In “Rationing Health Care” and “More on Rationing Health Care” I describe why employer provided health care how employer provided health care was created as a response to the price and wage controls imposed during WWII. Employers could not raise wages but the government permitted them to offer health care benefits to employees in addition to wages. New laws made health care expense deductible for the employers and did not count the health care benefits as taxable income for the employees. Because health care payments paid with the employees wages were taxable, both the employer and the employee had a financial motive to push more medical employee paid health care expenses onto the group plan paid by the employer.
The law created a tragedy of the commons and the common resource was the group plan. Health care is over consumed because the employees have no incentive to control expenditures but all pay for the increasing costs because the cost of the group plan has increased. There are basically two ways to control rising costs. Employees must be again be exposed to market prices or the employer through the group provider must ration health care.
Medicare and Medicaid have created similar tragedies of the commons. The elderly and the poor get benefits paid for largely by taxpayers, and consequently have little incentive to control consumption. President Obama’s health care reform would ration health care benefits through expert committees. A couple of articles describe the impact of government rationing in the Tennessee and the United Kingdom (“Patients to wait longer for care under new health law, think tank says,” “Cataracts, hips, knees and tonsils: NHS begins rationing operations”).
In Tennessee, approximately 700,000 citizens will gain health coverage (demand expands from D0 to D1), most will be younger men with low incomes who will become eligible for Medicaid. The remainder are people who qualify for subsidies to buy insurance though newly created state health exchanges. As demand expands without a corresponding increase in health care providers, the price of health care increases as does the quantity of health care provided (the increase in demand has caused a change in quantity demanded along the original supply curve and equilibrium has shifted from A to B). More health care will be demanded at a higher price. Somebody has to pay. Sources cited in the article suggest that taxpayers and healthy young adults that do not qualify for subsidies will subsidize the poor and infirm.
The second article explains that the National Health Service will ration hip replacements, cataract surgery and tonsil removal as well as other operations to control burgeoning budgets.

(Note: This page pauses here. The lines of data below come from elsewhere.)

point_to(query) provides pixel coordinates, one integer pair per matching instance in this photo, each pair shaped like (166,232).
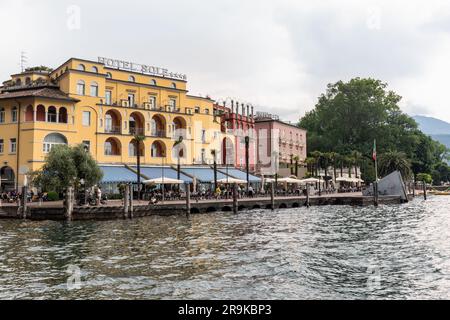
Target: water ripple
(395,252)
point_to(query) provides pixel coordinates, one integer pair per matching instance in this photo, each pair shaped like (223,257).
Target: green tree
(317,156)
(65,167)
(356,157)
(138,140)
(424,177)
(394,161)
(351,115)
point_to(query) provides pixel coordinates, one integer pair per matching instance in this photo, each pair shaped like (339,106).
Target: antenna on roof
(23,60)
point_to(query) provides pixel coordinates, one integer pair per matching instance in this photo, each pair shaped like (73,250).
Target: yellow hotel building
(102,104)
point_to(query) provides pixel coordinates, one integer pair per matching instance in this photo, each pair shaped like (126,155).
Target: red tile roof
(42,92)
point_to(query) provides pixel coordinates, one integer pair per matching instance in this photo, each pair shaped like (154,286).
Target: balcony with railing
(158,134)
(137,131)
(113,129)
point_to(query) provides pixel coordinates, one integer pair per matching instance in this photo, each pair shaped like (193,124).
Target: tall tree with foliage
(65,167)
(351,115)
(394,161)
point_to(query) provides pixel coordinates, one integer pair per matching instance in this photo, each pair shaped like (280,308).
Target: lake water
(339,252)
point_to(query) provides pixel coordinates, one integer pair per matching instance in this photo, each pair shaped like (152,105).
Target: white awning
(231,181)
(291,180)
(163,180)
(310,180)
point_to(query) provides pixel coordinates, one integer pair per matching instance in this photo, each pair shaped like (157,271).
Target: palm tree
(292,164)
(176,144)
(394,161)
(138,140)
(296,160)
(214,154)
(349,162)
(317,155)
(326,158)
(357,157)
(334,157)
(310,165)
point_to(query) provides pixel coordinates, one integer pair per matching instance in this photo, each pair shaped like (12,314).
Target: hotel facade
(104,104)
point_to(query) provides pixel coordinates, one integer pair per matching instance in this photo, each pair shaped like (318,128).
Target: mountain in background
(432,126)
(438,130)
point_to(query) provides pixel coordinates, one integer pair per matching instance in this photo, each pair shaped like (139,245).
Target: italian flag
(374,154)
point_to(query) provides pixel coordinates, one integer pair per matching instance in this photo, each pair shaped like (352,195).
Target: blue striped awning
(157,172)
(241,175)
(117,174)
(203,175)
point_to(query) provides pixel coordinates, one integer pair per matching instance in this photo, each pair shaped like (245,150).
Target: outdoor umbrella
(163,180)
(231,181)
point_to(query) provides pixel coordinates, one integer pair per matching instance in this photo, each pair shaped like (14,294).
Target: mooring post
(68,203)
(375,193)
(235,201)
(126,198)
(272,196)
(307,196)
(188,199)
(131,202)
(23,201)
(424,190)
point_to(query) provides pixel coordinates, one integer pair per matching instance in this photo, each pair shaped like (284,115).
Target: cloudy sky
(278,55)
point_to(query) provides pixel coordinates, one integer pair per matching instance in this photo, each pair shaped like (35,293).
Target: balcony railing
(113,130)
(137,131)
(158,134)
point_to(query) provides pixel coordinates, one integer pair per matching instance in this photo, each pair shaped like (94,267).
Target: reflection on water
(323,252)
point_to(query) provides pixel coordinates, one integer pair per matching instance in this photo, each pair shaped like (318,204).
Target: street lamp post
(247,164)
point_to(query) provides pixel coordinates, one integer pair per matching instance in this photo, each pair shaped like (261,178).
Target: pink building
(278,143)
(237,120)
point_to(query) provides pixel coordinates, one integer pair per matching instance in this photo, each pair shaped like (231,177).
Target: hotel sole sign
(141,68)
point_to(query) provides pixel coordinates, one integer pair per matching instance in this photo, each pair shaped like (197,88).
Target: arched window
(52,140)
(81,87)
(63,115)
(133,147)
(112,147)
(29,114)
(113,122)
(51,114)
(14,114)
(94,89)
(158,150)
(158,126)
(40,113)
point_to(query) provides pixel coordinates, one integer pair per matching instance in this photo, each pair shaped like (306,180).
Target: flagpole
(375,185)
(376,161)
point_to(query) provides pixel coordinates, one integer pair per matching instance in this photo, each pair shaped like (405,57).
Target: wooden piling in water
(235,201)
(375,193)
(126,199)
(272,196)
(307,196)
(131,204)
(23,202)
(424,190)
(69,199)
(188,200)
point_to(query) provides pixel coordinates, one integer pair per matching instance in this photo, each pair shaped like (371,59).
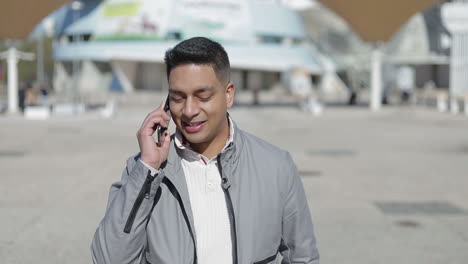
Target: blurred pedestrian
(302,88)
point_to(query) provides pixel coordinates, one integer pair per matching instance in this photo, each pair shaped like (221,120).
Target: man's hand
(152,153)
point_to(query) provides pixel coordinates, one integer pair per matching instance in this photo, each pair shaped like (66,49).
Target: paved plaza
(387,187)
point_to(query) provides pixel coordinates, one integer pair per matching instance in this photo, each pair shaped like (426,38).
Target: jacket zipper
(144,193)
(232,219)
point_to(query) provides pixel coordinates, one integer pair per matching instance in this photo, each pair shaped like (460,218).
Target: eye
(176,98)
(204,98)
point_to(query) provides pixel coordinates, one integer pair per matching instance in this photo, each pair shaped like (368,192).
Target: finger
(166,142)
(163,103)
(158,114)
(150,126)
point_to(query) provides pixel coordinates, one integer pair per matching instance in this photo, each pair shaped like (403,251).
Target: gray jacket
(149,219)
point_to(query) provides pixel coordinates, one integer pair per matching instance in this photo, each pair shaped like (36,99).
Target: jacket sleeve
(298,243)
(121,235)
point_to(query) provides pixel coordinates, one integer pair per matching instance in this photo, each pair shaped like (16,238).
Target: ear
(230,92)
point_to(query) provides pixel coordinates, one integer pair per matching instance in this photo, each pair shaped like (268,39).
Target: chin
(194,138)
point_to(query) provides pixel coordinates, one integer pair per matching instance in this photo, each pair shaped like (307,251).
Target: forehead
(192,76)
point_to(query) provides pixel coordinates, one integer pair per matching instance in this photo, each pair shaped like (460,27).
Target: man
(211,193)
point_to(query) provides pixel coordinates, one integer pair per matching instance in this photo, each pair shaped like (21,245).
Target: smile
(193,127)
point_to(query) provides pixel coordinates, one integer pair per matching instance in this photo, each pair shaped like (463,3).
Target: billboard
(222,20)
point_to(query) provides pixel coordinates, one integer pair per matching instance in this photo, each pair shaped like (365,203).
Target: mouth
(193,127)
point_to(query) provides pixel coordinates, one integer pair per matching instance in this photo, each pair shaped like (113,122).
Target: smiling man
(210,193)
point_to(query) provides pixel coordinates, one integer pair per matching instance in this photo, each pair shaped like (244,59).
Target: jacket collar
(229,158)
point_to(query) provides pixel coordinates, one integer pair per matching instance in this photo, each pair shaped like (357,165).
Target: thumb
(166,142)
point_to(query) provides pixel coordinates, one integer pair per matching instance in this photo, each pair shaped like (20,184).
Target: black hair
(200,51)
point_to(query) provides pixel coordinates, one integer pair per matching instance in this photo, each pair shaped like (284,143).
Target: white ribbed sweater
(210,213)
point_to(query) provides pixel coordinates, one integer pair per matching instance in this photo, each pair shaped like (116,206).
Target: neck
(214,147)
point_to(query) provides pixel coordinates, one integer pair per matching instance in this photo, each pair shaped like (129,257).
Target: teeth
(194,124)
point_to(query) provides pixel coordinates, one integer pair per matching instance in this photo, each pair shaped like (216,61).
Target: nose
(191,108)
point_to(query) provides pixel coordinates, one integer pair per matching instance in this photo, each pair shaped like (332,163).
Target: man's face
(199,102)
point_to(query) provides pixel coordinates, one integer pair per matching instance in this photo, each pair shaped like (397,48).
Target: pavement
(386,187)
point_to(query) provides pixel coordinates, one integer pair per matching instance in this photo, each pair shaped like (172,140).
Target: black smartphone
(159,129)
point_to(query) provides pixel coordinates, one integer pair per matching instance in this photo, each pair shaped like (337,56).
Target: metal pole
(12,80)
(376,79)
(40,59)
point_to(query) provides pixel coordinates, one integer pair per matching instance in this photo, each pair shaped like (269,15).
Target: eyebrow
(199,90)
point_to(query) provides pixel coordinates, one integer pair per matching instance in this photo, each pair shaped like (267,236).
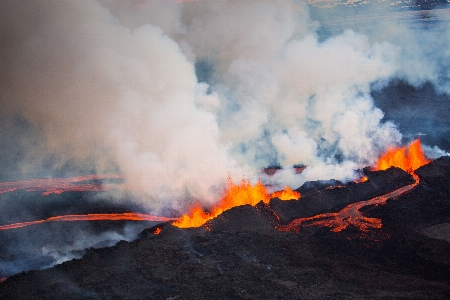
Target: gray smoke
(176,96)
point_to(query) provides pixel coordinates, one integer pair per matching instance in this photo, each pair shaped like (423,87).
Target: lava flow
(128,216)
(236,195)
(409,159)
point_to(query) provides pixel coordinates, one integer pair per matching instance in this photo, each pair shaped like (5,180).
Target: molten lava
(349,215)
(128,216)
(407,158)
(236,195)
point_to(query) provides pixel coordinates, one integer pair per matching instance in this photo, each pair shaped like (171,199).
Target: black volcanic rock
(239,255)
(329,196)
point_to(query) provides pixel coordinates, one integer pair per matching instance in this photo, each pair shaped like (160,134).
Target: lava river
(407,158)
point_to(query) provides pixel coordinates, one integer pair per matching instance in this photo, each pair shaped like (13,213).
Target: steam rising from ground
(178,96)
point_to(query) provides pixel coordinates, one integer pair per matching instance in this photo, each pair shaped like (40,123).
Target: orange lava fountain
(236,195)
(128,216)
(407,158)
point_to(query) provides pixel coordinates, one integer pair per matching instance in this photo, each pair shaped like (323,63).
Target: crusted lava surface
(241,254)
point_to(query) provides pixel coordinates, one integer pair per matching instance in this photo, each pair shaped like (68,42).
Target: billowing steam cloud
(179,95)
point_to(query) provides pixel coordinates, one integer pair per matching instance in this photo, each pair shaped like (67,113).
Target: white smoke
(116,81)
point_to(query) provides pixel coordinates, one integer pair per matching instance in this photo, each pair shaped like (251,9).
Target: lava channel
(128,216)
(349,215)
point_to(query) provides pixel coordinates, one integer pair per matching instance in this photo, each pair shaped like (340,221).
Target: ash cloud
(114,84)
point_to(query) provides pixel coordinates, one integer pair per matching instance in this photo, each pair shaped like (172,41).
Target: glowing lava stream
(408,159)
(128,216)
(349,215)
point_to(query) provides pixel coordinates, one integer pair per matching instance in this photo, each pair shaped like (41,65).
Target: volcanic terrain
(244,254)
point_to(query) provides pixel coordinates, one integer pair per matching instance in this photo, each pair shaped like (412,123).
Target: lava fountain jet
(407,158)
(236,195)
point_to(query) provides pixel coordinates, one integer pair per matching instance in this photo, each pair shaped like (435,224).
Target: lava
(349,215)
(407,158)
(236,195)
(60,185)
(128,216)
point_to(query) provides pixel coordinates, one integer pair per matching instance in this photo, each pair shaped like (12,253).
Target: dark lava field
(242,255)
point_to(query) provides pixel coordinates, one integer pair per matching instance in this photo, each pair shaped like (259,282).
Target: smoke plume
(176,96)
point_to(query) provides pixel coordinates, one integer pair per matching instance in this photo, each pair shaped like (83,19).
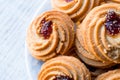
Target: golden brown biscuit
(98,36)
(64,67)
(76,9)
(116,1)
(110,75)
(50,34)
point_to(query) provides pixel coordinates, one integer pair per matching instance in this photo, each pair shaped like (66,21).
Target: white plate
(33,65)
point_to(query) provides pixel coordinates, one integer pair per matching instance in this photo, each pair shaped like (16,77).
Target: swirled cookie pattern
(64,67)
(50,34)
(94,39)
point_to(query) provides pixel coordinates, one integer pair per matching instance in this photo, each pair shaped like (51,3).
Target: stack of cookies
(77,40)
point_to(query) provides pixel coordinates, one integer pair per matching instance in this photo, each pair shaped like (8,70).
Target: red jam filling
(68,0)
(46,28)
(61,77)
(112,23)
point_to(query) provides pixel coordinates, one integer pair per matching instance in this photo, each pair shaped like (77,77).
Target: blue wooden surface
(15,16)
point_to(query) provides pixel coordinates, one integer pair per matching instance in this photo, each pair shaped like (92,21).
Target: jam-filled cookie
(50,34)
(76,9)
(64,68)
(98,36)
(110,75)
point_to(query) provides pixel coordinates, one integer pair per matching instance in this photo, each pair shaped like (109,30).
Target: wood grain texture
(15,17)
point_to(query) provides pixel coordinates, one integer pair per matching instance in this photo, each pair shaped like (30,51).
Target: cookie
(50,34)
(110,75)
(76,9)
(64,68)
(98,36)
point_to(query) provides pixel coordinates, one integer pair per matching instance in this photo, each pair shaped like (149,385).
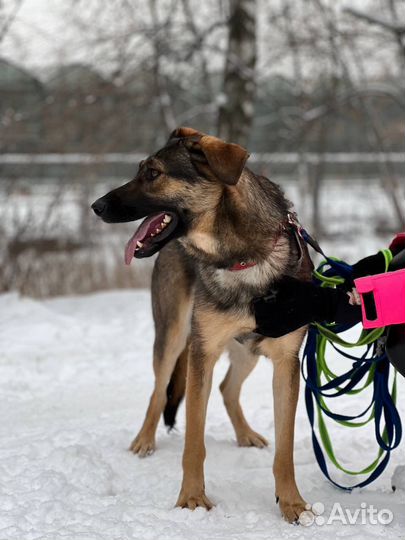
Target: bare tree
(237,100)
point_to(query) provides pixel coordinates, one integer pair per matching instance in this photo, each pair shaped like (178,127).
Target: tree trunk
(237,101)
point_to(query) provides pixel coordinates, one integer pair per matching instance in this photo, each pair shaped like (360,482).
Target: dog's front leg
(208,340)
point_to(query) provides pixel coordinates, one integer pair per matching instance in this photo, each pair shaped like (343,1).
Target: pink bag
(382,299)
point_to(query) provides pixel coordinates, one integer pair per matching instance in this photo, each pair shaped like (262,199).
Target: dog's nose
(99,207)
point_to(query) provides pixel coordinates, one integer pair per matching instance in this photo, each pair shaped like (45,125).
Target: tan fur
(229,215)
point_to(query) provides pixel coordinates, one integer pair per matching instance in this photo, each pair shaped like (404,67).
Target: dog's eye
(152,174)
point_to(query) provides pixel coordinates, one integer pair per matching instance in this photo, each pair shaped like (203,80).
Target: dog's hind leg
(286,380)
(172,303)
(242,362)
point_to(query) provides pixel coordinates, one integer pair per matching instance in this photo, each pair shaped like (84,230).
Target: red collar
(291,220)
(241,266)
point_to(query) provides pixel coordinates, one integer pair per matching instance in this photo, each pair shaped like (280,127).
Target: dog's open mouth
(154,231)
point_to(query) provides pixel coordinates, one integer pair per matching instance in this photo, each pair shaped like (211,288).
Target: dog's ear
(226,160)
(182,132)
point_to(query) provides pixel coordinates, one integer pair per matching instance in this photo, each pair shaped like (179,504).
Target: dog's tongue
(144,231)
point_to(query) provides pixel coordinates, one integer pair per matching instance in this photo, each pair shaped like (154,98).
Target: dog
(223,237)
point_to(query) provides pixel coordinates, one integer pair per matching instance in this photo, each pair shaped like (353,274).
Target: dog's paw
(251,438)
(292,510)
(192,500)
(143,445)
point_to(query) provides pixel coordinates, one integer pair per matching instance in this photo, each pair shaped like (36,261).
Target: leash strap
(371,368)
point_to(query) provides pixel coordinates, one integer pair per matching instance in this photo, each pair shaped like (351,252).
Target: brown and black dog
(223,237)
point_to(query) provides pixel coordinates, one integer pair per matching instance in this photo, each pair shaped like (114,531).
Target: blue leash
(383,403)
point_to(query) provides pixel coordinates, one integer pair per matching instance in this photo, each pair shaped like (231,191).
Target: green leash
(364,367)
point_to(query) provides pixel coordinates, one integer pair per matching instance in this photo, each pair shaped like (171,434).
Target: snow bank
(75,376)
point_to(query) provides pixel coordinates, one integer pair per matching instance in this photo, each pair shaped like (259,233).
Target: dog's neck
(244,226)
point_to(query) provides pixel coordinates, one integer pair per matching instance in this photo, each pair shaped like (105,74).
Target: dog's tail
(176,390)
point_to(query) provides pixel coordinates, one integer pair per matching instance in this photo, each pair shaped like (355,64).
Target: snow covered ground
(75,378)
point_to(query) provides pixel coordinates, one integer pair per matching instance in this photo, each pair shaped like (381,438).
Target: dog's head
(184,179)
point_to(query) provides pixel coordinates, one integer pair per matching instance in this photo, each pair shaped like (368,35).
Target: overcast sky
(42,34)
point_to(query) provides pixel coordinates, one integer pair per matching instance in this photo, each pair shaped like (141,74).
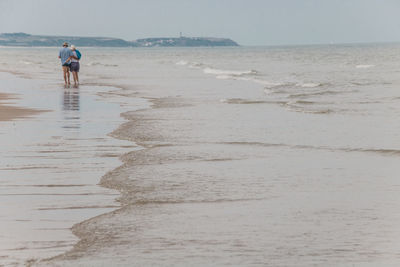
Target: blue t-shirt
(65,53)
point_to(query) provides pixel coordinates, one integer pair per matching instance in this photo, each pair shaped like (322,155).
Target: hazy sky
(249,22)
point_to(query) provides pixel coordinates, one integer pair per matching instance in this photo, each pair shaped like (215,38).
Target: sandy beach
(199,157)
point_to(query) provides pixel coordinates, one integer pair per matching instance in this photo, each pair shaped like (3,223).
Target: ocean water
(270,156)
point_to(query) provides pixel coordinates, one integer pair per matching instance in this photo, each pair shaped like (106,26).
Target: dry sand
(8,112)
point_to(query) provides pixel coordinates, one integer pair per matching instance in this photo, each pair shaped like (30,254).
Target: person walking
(64,54)
(75,64)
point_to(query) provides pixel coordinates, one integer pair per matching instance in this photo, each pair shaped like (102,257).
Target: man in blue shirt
(64,55)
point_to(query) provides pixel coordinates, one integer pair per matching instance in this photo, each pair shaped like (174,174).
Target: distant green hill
(23,39)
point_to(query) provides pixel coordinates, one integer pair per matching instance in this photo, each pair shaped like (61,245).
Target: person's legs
(77,76)
(74,76)
(68,76)
(65,74)
(75,70)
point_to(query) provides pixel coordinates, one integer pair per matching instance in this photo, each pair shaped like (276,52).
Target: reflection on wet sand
(71,108)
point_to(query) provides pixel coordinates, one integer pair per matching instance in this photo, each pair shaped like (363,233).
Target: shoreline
(79,230)
(90,199)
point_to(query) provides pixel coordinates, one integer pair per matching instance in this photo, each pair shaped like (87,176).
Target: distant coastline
(27,40)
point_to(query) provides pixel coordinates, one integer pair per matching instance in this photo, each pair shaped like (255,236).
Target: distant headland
(27,40)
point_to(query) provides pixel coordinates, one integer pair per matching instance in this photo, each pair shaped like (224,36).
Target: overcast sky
(249,22)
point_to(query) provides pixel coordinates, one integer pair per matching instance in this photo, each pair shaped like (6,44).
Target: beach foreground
(228,156)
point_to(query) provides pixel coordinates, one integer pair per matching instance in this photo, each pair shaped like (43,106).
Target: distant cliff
(23,39)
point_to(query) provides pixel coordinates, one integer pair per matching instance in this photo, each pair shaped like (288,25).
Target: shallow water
(284,156)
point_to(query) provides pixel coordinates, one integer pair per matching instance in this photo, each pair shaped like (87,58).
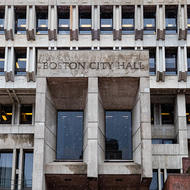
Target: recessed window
(149,20)
(106,19)
(2,20)
(118,135)
(26,114)
(171,19)
(188,113)
(188,61)
(42,20)
(20,61)
(128,21)
(5,170)
(2,61)
(28,168)
(70,135)
(63,20)
(20,20)
(85,22)
(5,114)
(171,61)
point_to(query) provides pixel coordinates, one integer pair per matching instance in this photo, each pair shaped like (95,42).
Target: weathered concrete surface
(92,63)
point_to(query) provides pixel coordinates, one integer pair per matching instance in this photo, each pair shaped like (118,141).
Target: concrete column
(20,175)
(92,128)
(160,22)
(38,181)
(31,22)
(146,142)
(181,126)
(13,170)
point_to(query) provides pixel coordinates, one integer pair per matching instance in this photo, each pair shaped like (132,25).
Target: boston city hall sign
(63,63)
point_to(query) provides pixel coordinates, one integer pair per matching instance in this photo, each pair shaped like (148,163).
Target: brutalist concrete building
(94,94)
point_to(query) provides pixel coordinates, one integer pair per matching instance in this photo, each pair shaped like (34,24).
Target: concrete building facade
(93,56)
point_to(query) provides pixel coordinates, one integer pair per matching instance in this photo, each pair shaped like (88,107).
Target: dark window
(106,19)
(63,20)
(2,19)
(163,141)
(26,114)
(118,135)
(5,170)
(152,61)
(27,174)
(149,20)
(20,20)
(70,135)
(171,19)
(5,114)
(188,19)
(154,182)
(188,113)
(128,21)
(188,61)
(167,113)
(42,21)
(85,19)
(20,64)
(171,61)
(2,61)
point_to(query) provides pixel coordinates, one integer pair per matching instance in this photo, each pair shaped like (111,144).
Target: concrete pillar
(38,181)
(92,128)
(146,142)
(181,126)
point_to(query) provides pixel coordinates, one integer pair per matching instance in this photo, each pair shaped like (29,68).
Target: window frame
(70,160)
(118,160)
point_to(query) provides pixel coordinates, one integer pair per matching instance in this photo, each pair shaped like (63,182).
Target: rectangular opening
(20,20)
(6,170)
(128,21)
(106,19)
(20,61)
(171,61)
(63,20)
(69,135)
(2,61)
(26,114)
(149,20)
(5,114)
(118,135)
(2,19)
(27,170)
(85,22)
(41,20)
(171,19)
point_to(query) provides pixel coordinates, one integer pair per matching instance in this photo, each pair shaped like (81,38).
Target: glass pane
(106,20)
(118,135)
(63,20)
(42,23)
(70,135)
(20,65)
(128,20)
(5,170)
(5,114)
(26,114)
(167,113)
(85,20)
(154,182)
(28,167)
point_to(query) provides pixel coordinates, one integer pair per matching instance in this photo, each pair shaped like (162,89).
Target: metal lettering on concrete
(92,63)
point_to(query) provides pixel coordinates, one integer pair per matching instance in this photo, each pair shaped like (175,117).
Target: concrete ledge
(66,168)
(20,129)
(120,168)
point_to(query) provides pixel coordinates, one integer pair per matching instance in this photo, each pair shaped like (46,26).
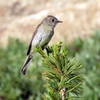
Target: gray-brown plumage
(40,38)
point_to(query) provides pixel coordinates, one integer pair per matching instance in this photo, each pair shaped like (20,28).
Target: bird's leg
(48,50)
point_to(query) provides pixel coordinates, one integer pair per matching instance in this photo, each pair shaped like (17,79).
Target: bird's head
(51,21)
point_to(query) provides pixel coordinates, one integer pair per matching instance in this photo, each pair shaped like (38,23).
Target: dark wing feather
(30,44)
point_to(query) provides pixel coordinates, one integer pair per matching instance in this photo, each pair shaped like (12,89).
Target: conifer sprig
(61,72)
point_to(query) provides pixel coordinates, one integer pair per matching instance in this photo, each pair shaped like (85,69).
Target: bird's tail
(26,64)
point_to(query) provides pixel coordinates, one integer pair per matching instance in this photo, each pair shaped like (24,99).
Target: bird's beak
(58,21)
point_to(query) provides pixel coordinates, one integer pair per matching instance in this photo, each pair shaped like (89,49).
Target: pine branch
(61,72)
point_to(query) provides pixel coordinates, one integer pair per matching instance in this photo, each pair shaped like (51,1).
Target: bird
(41,37)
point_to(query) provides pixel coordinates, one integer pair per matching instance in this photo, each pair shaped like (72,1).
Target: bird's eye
(53,20)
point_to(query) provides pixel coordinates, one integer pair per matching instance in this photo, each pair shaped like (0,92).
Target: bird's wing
(30,44)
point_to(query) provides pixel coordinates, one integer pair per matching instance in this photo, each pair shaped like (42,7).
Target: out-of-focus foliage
(88,52)
(13,85)
(34,85)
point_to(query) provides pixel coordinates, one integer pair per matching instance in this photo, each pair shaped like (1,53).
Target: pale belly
(42,39)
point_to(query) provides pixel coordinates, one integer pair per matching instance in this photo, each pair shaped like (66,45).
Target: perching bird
(40,38)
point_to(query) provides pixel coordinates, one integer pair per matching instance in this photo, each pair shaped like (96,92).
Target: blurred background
(80,30)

Society cannot afford to provide all the health care that people desire. As health care becomes more effective and more expensive, people will not be able to afford all beneficial care. Public payment for health care has or will hit the same ceiling. We as individuals or collectively cannot afford everything we want. Resources are scarce. It seems cruel to force a dying person to examine their financial records to determine if they wish to spend their remaining wealth on a procedure that might be effective. Many will not have the resources to pay. It also seems cruel to tell a dying patient that she does not meet the cost benefit criteria for a procedure that might extend her life.